A Chip Off the Old Block

Cat Canedy (12) never attended sleepovers or summer camps. She was permitted to go to school, come home, do homework and go to bed — only to rise the next morning and follow the same routine. Like most kids, before middle school, Canedy lived under the rules set by her father, which left her unable to pursue her passions or express herself, in her estimation. During her middle school years and at the start of high school, Canedy participated in as many extracurriculars as possible — like dance, theater and track — “to get away from [her] father.”
“Since those were school activities or activities that would help me in the future, I was allowed to do those, but [I was always] being driven to the activity and being driven home, [with] nothing before or after,” Canedy said.
The American Psychological Association classifies parenting styles into three general groups — authoritarian, authoritative and permissive. Authoritarian parents expect obedience and adherence to the strict rules they set, authoritative parents set rules but are responsive and open to discussion, and permissive parents yield to their children’s wills.
“My dad was very authoritarian; he had this thing where he had to control you or [else] he felt like he was going to lose you, so that was his parenting style,” Canedy said.

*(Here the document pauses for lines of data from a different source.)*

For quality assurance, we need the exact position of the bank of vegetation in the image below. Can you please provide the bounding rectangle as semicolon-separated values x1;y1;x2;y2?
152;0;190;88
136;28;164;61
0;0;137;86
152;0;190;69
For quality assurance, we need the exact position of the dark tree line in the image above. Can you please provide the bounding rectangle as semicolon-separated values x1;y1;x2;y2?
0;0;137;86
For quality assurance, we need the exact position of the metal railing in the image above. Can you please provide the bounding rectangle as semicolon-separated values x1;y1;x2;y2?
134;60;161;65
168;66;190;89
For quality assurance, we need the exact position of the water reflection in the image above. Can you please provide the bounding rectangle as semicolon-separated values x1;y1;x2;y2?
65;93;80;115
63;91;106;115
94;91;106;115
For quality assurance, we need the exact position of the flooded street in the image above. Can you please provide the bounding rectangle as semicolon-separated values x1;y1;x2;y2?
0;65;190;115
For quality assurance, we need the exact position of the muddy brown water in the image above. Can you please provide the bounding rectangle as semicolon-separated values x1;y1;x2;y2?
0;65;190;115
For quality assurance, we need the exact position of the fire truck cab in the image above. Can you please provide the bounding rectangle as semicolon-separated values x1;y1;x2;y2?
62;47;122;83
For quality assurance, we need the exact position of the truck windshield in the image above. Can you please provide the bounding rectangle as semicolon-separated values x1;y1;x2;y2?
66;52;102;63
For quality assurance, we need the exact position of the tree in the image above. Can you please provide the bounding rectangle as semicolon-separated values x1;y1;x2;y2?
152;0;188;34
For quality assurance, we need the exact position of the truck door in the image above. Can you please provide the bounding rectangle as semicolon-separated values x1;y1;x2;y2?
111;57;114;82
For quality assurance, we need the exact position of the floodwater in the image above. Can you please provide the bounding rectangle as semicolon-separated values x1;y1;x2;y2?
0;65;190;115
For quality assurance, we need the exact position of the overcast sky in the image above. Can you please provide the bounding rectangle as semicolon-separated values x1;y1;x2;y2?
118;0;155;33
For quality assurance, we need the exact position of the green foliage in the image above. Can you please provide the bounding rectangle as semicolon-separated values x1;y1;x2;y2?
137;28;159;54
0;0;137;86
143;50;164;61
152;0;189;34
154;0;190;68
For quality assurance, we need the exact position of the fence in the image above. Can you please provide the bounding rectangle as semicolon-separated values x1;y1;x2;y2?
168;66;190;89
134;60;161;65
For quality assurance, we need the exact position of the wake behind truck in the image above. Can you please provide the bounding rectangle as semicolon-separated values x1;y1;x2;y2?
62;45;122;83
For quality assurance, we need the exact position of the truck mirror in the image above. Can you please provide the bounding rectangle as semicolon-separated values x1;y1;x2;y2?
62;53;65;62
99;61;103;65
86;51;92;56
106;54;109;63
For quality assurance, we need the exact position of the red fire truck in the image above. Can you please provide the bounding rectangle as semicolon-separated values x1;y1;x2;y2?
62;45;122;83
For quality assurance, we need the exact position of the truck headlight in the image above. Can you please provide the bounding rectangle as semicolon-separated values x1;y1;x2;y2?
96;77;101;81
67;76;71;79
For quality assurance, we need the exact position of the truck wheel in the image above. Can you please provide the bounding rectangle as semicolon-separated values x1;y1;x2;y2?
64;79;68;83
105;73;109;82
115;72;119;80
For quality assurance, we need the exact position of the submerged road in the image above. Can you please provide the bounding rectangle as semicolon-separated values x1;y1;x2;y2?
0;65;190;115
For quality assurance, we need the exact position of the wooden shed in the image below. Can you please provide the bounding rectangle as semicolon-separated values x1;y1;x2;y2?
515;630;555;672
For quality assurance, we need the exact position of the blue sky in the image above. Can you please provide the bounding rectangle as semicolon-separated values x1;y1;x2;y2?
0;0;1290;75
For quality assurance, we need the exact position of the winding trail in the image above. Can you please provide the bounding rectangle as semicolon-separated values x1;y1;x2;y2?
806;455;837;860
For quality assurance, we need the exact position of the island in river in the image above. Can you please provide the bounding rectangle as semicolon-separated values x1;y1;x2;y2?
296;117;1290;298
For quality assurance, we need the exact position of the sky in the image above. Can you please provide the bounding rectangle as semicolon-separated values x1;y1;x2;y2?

Counselor Jayme Cambra said that most high school students come into conflict with their parents because they want to be more independent, while their parents still want to take care of them.
“I don’t think there is one specific parenting style that is more problematic,” Cambra said. “I think [something more important] than the parenting style is the long-standing relationship a student has with his or her parents. Trust is important in developing a strong relationship between an adult and child.  There is a unique balance that parents have to have when supporting their children as well as holding their child accountable for his or her actions.”
Canedy said since she has lived with her mother only she has had more freedom and been able to say things she would not have been able to say if her father were living with her. Canedy’s mother says her goal was always to raise strong, independent children, and she has done that.
“I do more things now because he was very: ‘You have to stay home and do this’ — so with him out of my life, I was able to [have more] control,” Cat Canedy said. “My mom was, to a certain extent, contolled by him, too, but once he was gone, my mom became a very free-willed person as well.”
According to Cat, her mother’s “do it yourself, learn it yourself” parenting style contributed to her independent nature.
“I traveled a lot by myself through high school,” Canedy said. “My mom was very supportive of just me doing my own thing.”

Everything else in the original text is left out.